I will use it for hourly backups on a notebook, which often is on battery power. It shall protect against a failure of the hard drive, but also if something gets deleted/changed accidentally by the user or by an application (backup operations will be done by root + chown/-grp root + chmod go-w -R). Overhead is not a relevant issue (at least to a large extent). RAID is not appropriate as it permanently increases the power consumption and does not protect against deletion/changes, too. LVM snapshots are too unreliable (e.g., when their size exceeds allocated storage) and don’t protect for drive failure.

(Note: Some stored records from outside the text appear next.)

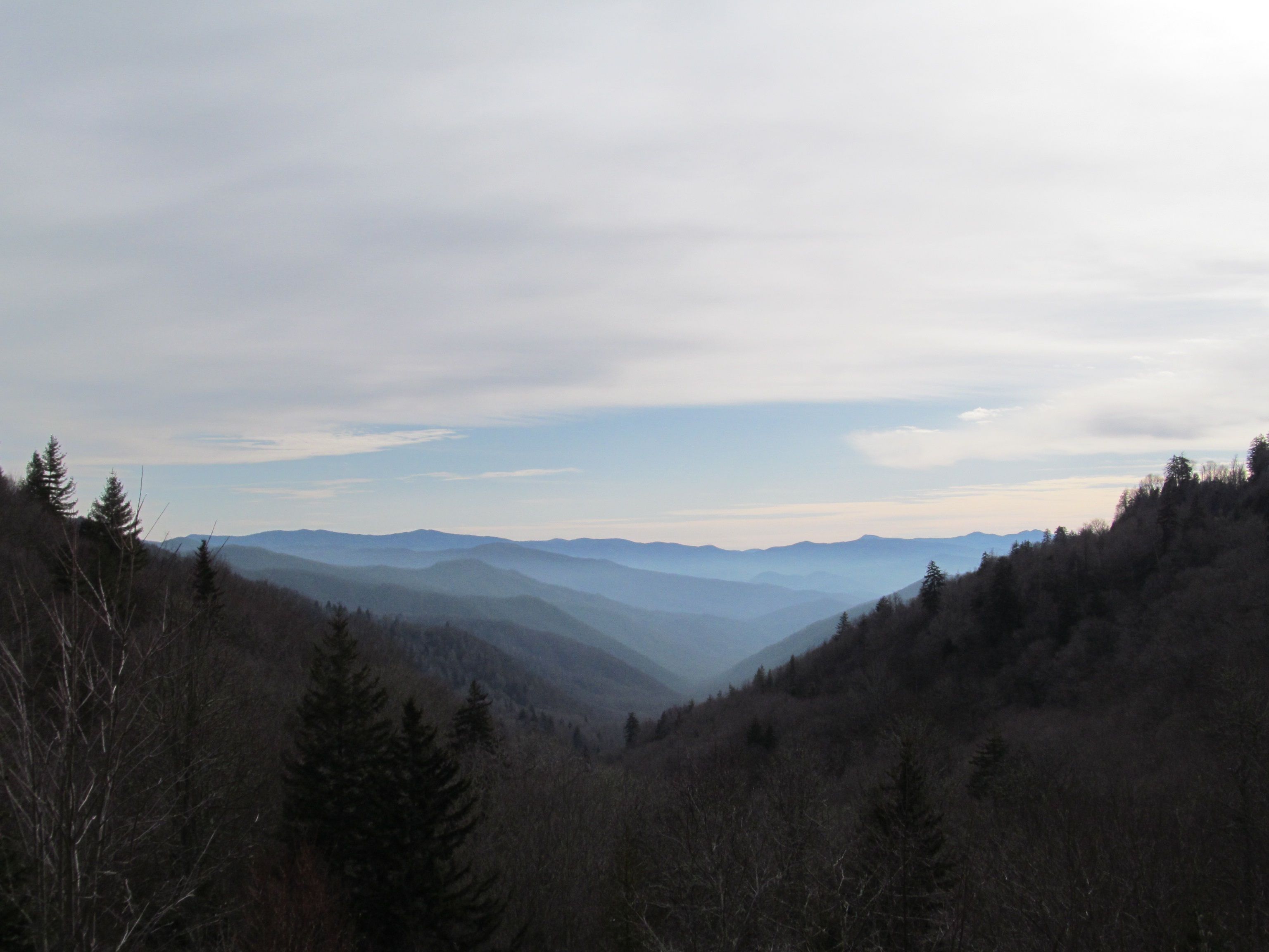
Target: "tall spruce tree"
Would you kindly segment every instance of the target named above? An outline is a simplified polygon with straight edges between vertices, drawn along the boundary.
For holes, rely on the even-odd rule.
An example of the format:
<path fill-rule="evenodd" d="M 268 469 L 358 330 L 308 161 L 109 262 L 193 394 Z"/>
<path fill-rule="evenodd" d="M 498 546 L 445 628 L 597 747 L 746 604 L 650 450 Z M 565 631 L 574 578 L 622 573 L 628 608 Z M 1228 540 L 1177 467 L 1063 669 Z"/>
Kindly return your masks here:
<path fill-rule="evenodd" d="M 489 708 L 489 694 L 481 691 L 478 683 L 472 682 L 467 689 L 467 699 L 454 712 L 452 734 L 456 750 L 470 748 L 492 750 L 496 746 L 494 717 Z"/>
<path fill-rule="evenodd" d="M 862 831 L 857 927 L 868 947 L 909 952 L 935 932 L 954 864 L 916 744 L 902 737 L 898 748 Z"/>
<path fill-rule="evenodd" d="M 477 877 L 461 849 L 478 821 L 471 783 L 437 744 L 414 699 L 401 712 L 377 814 L 382 859 L 365 933 L 383 952 L 467 949 L 497 928 L 492 877 Z"/>
<path fill-rule="evenodd" d="M 836 635 L 838 637 L 844 637 L 849 632 L 850 632 L 850 612 L 843 612 L 841 616 L 838 618 Z"/>
<path fill-rule="evenodd" d="M 66 453 L 57 437 L 48 438 L 44 447 L 44 493 L 42 501 L 62 519 L 75 517 L 75 480 L 66 471 Z"/>
<path fill-rule="evenodd" d="M 36 501 L 48 505 L 48 477 L 44 473 L 44 457 L 38 452 L 30 454 L 27 463 L 27 479 L 22 481 L 22 487 Z"/>
<path fill-rule="evenodd" d="M 360 929 L 376 906 L 374 871 L 383 861 L 377 806 L 391 769 L 386 703 L 359 661 L 348 613 L 336 608 L 313 655 L 294 754 L 284 765 L 283 838 L 326 861 Z"/>
<path fill-rule="evenodd" d="M 88 519 L 115 553 L 140 555 L 145 551 L 141 546 L 141 519 L 132 510 L 123 482 L 113 470 L 105 479 L 102 495 L 89 509 Z"/>
<path fill-rule="evenodd" d="M 216 581 L 217 574 L 212 550 L 204 538 L 194 550 L 194 570 L 190 583 L 194 589 L 194 607 L 209 619 L 214 619 L 221 613 L 221 586 Z"/>
<path fill-rule="evenodd" d="M 1269 439 L 1261 433 L 1247 448 L 1247 475 L 1253 480 L 1259 480 L 1266 472 L 1269 472 Z"/>
<path fill-rule="evenodd" d="M 948 576 L 930 560 L 930 564 L 925 566 L 925 578 L 921 579 L 921 607 L 926 612 L 934 614 L 939 611 L 939 603 L 943 600 L 943 586 L 947 585 Z"/>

Most solutions I used before, e.g., rsnapshot, are based upon
rsync: this always (in my case, hourly) creates chunks and hashes of both origin and target (all stored data!) to identify changes for backup. This consumes too much power if I am on battery - and it does it hourly of all data, even if there are no (or just minor) changes.
This is what led me to
commit creates a backup, including snapshots that can be restored, and it does not always create chunks and hashing of both origin and target: it does hashing+compressing+creating-its-structures once when creating a “backup” (=commit) but only of things that have changed (re-hash+…+… of unchanged data not necessary; that data remains stored).

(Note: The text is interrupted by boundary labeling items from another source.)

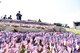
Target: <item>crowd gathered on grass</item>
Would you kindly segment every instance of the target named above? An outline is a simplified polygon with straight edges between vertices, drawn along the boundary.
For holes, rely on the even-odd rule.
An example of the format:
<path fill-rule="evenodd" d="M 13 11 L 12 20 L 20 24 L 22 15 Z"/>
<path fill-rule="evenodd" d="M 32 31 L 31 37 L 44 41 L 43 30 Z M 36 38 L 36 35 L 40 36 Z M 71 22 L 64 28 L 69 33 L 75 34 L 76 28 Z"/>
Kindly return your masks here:
<path fill-rule="evenodd" d="M 79 53 L 80 35 L 71 32 L 0 32 L 0 53 Z"/>

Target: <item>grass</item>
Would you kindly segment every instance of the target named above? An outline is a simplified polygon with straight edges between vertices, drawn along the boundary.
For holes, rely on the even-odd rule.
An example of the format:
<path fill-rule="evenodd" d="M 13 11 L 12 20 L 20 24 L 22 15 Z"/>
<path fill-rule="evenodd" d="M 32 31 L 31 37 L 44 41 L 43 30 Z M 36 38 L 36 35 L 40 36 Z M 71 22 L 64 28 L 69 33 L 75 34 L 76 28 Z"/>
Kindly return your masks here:
<path fill-rule="evenodd" d="M 80 30 L 76 30 L 76 29 L 72 29 L 72 28 L 65 28 L 65 29 L 66 29 L 66 31 L 70 31 L 74 34 L 80 34 Z"/>

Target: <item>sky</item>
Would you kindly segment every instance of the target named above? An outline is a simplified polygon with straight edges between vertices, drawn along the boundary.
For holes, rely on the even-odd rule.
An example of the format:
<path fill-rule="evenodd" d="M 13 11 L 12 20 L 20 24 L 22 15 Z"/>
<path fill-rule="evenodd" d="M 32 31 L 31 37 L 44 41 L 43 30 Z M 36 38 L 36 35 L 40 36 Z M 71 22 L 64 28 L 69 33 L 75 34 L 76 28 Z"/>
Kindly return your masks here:
<path fill-rule="evenodd" d="M 41 19 L 47 23 L 62 23 L 73 27 L 73 21 L 80 21 L 80 0 L 0 0 L 0 16 L 21 11 L 22 19 Z"/>

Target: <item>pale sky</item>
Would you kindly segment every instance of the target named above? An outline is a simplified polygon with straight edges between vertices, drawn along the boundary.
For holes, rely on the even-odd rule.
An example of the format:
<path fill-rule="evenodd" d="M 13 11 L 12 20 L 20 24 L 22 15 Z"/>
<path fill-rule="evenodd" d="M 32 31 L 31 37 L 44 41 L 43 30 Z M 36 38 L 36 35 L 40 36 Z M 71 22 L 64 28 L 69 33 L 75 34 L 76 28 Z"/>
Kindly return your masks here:
<path fill-rule="evenodd" d="M 54 23 L 60 22 L 73 26 L 73 21 L 80 21 L 80 0 L 0 0 L 0 16 L 12 15 L 21 11 L 22 19 Z"/>

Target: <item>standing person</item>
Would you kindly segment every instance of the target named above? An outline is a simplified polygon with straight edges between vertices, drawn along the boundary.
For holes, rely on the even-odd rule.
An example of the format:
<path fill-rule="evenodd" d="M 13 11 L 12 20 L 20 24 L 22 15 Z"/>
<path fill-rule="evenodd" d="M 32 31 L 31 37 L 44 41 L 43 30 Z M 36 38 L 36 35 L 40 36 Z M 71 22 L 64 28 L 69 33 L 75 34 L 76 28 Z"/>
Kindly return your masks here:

Nevertheless, the process of git seems to take more time than I expected (I tested with a 700 mb file) because in the end, it still does sha1 hashing and additionally compressing. But I think a precise comparison is not needed because I expect that the files I will store will indeed need some storage (GB+, not MB, maybe more over time) but the changes per hour will be usually in KB or MB size ranges (seldomly more). Therefore, git will not hash/compress much each hour while it will not touch the remaining GB of unchanged data (rsync would…). Thus, with the assumption that there will be a lot of data stored (which all would be always chunked & hashed by rsync) while there will be just minor changes per hour (or not even that), I thought git is a good solution that is on average less power consuming than rsync-solutions. Also, git is a well proven and reliable technology.
My test: I make
git init in the folder I want to backup, then I move the content of
.git to the second drive and mount it on the
.git folder. In my test, I simulated a loss of all data in the drive, except the
.git folder (which is then on another drive). However, I could still do a
git clone of the “empty” folder (because still containing
.git; root-owned). The clone contained then again all data. The backup process will be automated with a python script.
However, git is not intended for that. So, I would like to know what you think of it. Have I missed something? Does the compromise against rsync make sense (given my assumption: much stored data, not much hourly changes)? Let me know if something is not clear. I worry about thinking errors
I am aware that I will need to delete from time to time old commits. But this is fine.